ASLAN ve FARE
Yoksul fare koca ormanda hep korku
içinde yaşarmış. Tilkiden korkar, kurttan ödü kopar, en çok da yaban kedisini
görünce dehşete düşermiş. Bırakın bu yabani hayvanları, çevresinde bir dal çıtırdasa
yüreği ağzına gelir, korkudan bayılacak gibi olurmuş.
Fare artık bu korkuya dayanamayacağını
anlayınca ormanın kralı aslana gitmiş:
“Haşmetmeap” demiş, sizden haddim
olmayarak küçük bir ricam olacak. Şu ormandaki bütün hayvanlar arasında en
zavallısı benim. Ne kadar kötü bir kaderim var! bütün ömrüm titremekle geçiyor.
Bir yaprak düşse dizlerimin bağı çözülüyor. Bu korkuya artık dayanabilmem
imkansız.
Sen bu koca ormanın kralısın. Senin
kükremen bile herkesi dehşete düşürmeye yetiyor. Beni koruman altına
alabilirsin. Bu kadar geniş mağarada yaşıyorsun. Beni de buraya kabul et
lütfen. Sana hiç bir rahatsızlık vermem. Ayaklarının altında dolaşmam, sesimi
bile çıkarmam. Bir köşede otururum. Varlığımla yokluğumu anlamazsın bile.”

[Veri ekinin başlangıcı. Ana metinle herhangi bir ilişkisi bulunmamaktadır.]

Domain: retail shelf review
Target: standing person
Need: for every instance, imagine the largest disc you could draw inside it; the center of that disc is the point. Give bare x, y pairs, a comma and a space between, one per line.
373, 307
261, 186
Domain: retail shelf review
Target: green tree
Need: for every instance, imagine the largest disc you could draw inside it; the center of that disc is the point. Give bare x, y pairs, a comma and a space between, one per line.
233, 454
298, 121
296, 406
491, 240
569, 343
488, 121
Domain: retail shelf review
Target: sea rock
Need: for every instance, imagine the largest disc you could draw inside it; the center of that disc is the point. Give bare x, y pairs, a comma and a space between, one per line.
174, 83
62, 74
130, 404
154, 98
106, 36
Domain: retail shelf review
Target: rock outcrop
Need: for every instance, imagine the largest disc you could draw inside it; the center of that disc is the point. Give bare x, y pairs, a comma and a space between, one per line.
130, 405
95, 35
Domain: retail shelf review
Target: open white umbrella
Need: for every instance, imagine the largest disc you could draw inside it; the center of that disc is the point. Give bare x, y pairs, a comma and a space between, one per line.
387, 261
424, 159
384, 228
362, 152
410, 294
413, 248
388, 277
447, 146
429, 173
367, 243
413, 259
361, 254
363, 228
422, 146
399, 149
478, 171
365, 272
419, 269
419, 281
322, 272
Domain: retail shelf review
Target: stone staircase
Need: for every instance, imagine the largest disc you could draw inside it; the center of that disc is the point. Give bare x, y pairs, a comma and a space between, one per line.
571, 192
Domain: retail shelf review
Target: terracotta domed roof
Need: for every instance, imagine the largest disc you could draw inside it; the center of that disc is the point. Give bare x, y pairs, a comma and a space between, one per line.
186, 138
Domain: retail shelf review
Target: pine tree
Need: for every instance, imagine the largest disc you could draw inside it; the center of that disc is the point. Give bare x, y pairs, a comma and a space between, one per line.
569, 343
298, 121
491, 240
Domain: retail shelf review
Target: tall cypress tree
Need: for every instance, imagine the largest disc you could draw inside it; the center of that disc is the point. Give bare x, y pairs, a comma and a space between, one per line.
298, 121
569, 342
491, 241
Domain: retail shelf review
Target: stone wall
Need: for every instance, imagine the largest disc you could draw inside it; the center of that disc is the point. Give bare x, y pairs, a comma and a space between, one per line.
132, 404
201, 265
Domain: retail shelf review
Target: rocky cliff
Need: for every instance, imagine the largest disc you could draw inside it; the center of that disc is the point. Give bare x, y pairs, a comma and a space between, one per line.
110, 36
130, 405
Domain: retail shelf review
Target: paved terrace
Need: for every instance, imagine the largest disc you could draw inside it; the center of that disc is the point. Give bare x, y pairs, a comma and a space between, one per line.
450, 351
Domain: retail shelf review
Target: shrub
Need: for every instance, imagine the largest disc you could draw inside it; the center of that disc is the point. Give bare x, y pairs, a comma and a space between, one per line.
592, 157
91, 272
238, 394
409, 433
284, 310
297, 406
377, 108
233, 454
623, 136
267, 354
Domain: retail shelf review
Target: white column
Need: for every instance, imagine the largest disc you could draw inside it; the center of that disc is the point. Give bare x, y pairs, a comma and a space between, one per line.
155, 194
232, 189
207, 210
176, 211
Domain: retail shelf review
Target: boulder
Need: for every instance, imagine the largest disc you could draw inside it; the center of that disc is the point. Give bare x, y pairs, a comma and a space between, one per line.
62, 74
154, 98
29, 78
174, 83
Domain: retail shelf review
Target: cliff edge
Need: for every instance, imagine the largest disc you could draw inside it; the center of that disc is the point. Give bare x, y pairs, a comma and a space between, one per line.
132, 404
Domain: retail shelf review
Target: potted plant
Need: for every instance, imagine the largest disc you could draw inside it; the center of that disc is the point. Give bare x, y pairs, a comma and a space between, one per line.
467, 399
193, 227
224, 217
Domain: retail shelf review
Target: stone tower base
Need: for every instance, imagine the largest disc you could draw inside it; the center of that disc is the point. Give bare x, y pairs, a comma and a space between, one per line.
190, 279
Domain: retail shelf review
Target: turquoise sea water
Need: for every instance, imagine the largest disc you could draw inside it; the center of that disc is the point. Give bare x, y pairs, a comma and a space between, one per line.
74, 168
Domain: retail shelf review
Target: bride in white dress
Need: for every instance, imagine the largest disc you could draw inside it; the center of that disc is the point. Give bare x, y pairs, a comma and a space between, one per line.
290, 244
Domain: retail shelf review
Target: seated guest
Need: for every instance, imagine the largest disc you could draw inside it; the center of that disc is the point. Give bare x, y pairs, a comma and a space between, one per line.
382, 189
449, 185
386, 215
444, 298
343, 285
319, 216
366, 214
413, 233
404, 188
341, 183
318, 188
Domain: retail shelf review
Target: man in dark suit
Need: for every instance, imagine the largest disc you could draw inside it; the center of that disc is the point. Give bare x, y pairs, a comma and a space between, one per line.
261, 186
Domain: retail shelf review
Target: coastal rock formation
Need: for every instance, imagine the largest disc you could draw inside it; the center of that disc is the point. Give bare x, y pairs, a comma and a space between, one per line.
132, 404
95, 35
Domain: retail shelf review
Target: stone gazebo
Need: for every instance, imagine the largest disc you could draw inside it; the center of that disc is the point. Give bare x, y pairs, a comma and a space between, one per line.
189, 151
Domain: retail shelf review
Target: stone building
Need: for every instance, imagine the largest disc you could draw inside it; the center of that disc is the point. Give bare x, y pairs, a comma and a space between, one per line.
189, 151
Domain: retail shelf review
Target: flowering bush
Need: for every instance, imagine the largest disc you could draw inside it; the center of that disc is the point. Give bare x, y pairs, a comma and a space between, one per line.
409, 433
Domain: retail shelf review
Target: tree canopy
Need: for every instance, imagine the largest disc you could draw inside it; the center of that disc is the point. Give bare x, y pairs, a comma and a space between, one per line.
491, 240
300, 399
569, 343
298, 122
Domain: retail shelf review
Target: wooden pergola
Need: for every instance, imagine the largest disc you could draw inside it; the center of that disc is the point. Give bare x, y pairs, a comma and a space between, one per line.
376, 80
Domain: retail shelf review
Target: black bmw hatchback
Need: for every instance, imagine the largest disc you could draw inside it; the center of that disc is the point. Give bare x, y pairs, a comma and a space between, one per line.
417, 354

Aslan tüm bu anlatılanları sesini çıkarmadan
dinliyormuş. Farecik aslanın bu tümünü kendisi için olumlu görmüş. Ormanların
kralı ricasını kabul edecek sanmış. Biraz daha ısrar ederse bu iş olacak diye
düşünmüş:
“Ben sizin bu iyiliğinize layık
olamadığımı biliyorum, ama kim bilir, ne kadar işe yaramaz gibi görünsem de,
belki bir gün bir işinize yararım. Size olan borcumu ödeyebileceğim bir fırsat
çıkar bir gün.”
Aslan çok sinirlenmiş. Öfkeden
gözleri çakmak çakmak olmuş:
“Bak sen terbiyesize!” diye
kükremiş. “Sen kendini ne sanıyorsun. Ben gibi koca bir kral senin gibi bir
bücüre mi muhtaç olacak! Senin gibi bir böcek hayatta bana ne fayda getirir!
Defol başımdan. Seni bir pençe darbesiyle duvara yapıştırmadığım için de hayatın
boyunca bana dua et!”
Farecik öyle korkmuş ki, o korkuyla
bütün ormanı bir nefeste koşup başka bölgelere taşınmış. Bir deliğe girip
oradan uzun bir süre çıkmamış.
Aslan ise bir süre daha farenin
kendini bilmezliğine sinirlenmiş, sağa sola sataşmış. Ama nihayet sakinleşmiş.
Karnının acıktığını hissedip ava çıkmış. Fakat yolunun üzerinde üstü örtülmüş
bir tuzak varmış. Çukuru fark etmediğinden içine düşüvermiş. Ama kral aslan
bu,öyle çukurlara düşüp kalır mı? Bu nedenle de korkmamış. Yukarıya hamle yapıp
atlamaya hazırlanırken çukurun içinde bulunan ağın bütün vücudunu kapladığını
hissetmiş. Bir kez daha hamle yapmış , ama nafile! Ağ inceymiş, fakat çok sık
dokunduğundan aslanın bile koparamayacağı kadar sağlammış. Bütün gün kendini
kurtarmak için çalışan aslan akşama doğru buradan çıkamayacağını anlamış.